The newspapermen and photographers were rushing forward. The crowd was shrieking. Automobile horns and sirens blasted the air. From the distant rim of the city rose the shrilling of whistles and the far-away roll of clamoring bells.

As Woods ran a thought hammered in his head. A thought that had an edge of apprehension. There was something wrong. if Jerry Cooper had been at the controls, he never would have landed the ship at such speed. It had been a madman's stunt to land a ship that way. Jerry was a skilled navigator, averse to taking chances. Jack had watched him in the Moon Derby five years before and the way Jerry could handle a ship was beautiful to see.
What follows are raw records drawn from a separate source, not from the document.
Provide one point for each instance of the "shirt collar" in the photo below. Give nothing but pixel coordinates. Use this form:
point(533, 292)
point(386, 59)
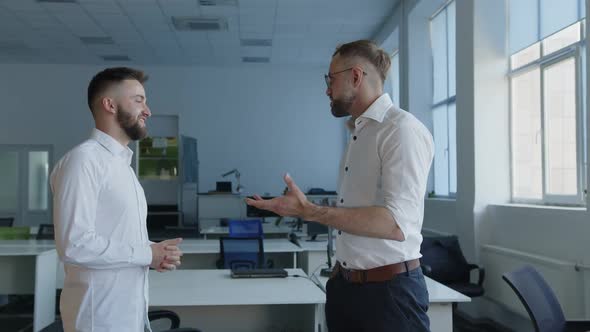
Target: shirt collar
point(375, 112)
point(112, 145)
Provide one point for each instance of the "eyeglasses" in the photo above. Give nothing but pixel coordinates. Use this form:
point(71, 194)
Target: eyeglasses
point(328, 77)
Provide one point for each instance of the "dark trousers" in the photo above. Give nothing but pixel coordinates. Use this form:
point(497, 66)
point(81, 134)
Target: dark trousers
point(398, 305)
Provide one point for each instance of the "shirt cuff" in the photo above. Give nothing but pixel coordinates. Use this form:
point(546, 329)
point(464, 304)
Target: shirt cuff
point(142, 255)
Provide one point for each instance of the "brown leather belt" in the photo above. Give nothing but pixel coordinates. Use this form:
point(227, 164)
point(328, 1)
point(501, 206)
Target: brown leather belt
point(378, 274)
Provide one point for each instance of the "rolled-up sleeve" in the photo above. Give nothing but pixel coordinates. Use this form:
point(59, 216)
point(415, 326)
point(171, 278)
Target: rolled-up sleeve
point(406, 154)
point(76, 184)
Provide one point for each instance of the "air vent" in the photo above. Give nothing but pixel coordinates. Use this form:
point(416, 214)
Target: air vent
point(97, 40)
point(212, 3)
point(57, 1)
point(115, 58)
point(254, 59)
point(14, 47)
point(199, 23)
point(256, 42)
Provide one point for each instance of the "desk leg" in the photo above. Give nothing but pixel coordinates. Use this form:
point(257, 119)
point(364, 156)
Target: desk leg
point(441, 317)
point(45, 275)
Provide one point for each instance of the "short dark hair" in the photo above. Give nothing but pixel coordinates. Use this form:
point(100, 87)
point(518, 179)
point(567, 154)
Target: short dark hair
point(103, 80)
point(369, 51)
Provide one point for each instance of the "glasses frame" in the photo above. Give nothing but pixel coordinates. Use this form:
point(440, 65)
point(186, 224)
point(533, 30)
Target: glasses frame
point(329, 76)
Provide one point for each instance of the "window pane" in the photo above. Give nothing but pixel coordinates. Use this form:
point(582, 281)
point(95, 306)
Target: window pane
point(561, 39)
point(451, 34)
point(556, 15)
point(441, 151)
point(438, 35)
point(394, 73)
point(452, 148)
point(523, 24)
point(526, 136)
point(9, 180)
point(560, 114)
point(525, 56)
point(38, 180)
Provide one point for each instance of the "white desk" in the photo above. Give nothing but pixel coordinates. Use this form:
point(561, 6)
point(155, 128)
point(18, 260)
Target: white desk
point(440, 307)
point(269, 230)
point(202, 254)
point(212, 301)
point(30, 269)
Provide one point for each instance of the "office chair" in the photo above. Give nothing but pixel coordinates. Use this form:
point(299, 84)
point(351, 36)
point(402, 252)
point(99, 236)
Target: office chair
point(46, 232)
point(443, 261)
point(540, 302)
point(6, 221)
point(241, 253)
point(245, 228)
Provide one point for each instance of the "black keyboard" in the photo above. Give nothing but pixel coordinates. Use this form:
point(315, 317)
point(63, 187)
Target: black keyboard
point(259, 273)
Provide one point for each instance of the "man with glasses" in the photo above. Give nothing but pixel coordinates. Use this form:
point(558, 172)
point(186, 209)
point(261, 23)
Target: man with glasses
point(377, 283)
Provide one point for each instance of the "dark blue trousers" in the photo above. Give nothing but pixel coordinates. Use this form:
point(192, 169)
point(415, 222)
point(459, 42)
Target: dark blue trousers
point(397, 305)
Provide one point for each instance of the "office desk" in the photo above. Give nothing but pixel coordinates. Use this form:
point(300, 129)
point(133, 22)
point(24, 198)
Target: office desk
point(440, 308)
point(30, 270)
point(203, 254)
point(269, 230)
point(212, 301)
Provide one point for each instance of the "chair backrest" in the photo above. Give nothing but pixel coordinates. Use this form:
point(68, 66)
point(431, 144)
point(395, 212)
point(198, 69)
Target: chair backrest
point(46, 232)
point(245, 228)
point(6, 221)
point(241, 253)
point(444, 256)
point(538, 299)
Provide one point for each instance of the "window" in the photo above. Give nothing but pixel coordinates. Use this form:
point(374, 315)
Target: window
point(442, 34)
point(547, 119)
point(394, 74)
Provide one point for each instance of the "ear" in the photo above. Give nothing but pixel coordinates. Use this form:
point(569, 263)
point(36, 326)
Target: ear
point(108, 104)
point(357, 76)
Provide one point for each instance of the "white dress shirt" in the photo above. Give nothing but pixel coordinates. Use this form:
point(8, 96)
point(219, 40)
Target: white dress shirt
point(99, 212)
point(386, 164)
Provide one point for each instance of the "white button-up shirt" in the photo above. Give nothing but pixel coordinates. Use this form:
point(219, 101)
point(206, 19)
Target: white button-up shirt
point(99, 212)
point(386, 164)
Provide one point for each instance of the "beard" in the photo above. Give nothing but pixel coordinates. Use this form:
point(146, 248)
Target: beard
point(130, 124)
point(341, 107)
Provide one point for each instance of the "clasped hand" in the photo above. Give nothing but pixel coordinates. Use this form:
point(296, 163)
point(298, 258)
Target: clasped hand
point(166, 255)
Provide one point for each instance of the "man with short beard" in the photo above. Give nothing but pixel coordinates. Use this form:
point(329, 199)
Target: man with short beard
point(99, 213)
point(377, 284)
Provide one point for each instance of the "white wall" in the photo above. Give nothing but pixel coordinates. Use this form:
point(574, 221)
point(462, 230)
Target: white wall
point(263, 120)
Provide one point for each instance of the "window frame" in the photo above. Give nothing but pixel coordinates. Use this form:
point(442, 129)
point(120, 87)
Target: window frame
point(572, 51)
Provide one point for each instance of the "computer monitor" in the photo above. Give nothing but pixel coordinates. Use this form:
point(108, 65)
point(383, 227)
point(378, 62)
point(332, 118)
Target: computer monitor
point(254, 212)
point(314, 229)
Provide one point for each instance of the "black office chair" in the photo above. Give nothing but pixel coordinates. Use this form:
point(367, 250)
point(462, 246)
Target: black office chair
point(46, 232)
point(6, 221)
point(241, 253)
point(443, 261)
point(153, 315)
point(540, 302)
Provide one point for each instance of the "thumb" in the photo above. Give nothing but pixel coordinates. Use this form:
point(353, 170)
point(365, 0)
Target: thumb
point(290, 183)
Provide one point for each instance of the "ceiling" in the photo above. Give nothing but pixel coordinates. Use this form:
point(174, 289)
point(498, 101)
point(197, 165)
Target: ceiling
point(144, 31)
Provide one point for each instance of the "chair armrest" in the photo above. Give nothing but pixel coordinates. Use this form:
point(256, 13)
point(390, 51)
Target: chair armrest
point(482, 273)
point(577, 326)
point(426, 269)
point(165, 314)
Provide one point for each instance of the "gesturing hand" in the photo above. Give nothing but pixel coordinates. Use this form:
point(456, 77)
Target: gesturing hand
point(292, 204)
point(166, 255)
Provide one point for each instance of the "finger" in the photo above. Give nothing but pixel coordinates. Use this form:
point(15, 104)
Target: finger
point(290, 183)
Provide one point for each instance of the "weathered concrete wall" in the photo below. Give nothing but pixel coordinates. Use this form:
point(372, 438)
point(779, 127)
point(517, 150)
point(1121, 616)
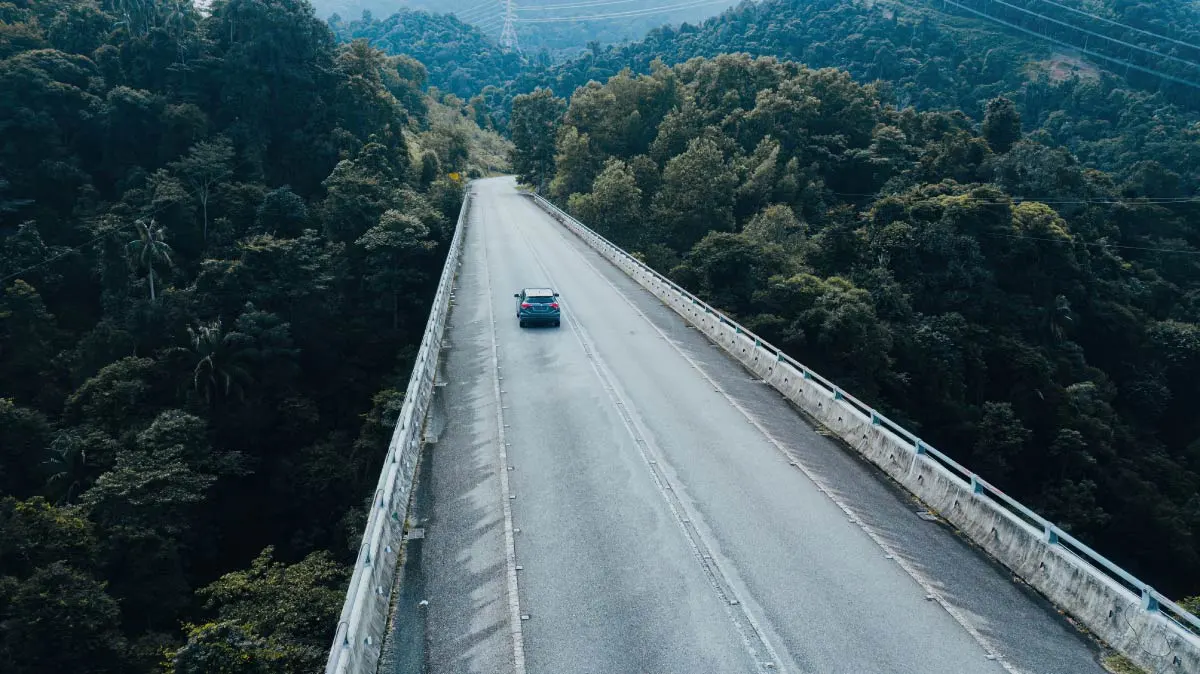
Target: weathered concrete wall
point(364, 619)
point(1096, 599)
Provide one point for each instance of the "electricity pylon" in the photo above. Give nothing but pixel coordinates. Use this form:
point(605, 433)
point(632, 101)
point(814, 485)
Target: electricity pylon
point(509, 32)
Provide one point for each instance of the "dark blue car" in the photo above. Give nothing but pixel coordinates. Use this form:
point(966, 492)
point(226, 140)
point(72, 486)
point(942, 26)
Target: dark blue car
point(538, 305)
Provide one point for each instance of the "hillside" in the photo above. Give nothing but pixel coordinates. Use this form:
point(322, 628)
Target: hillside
point(931, 60)
point(559, 28)
point(219, 239)
point(1037, 319)
point(457, 56)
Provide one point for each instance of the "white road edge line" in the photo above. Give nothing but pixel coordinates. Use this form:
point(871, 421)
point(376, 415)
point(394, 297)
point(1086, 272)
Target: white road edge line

The valve port in the ship's control cabin swung slowly open, clanged back against the metal side. A man stepped out — a man who staggered jerkily forward and then stumbled and fell in a heap.

Dr. Gilmer rushed to him, lifted him in his arms.

Woods caught a glimpse of the man's face as his head lolled in Gilmer's arms. It was Jerry Cooper's face — but a face that was twisted and changed almost beyond recognition, a face that burned itself into Jack Wood's brain, indelibly etched there, something to be remembered with a shudder through the years. A haggard face with deeply sunken eyes, with hollow cheeks, with drooling lips that slobbered sounds that were not words.

A hand pushed at Woods.

'Get out of my way,' shrilled Andrews~ 'How do you expect me to take a picture?'

The newsman heard the camera whirr softly, heard the click of changing plates.

'Where are the others?' Gilmer was shouting at Cooper. The man looked up at him vacantly, his face twisting itself into a grimace of pain and fear.

'Where are the others?' Gilmer shouted again, his voice ringing over the suddenly hushed stillness of the crowd.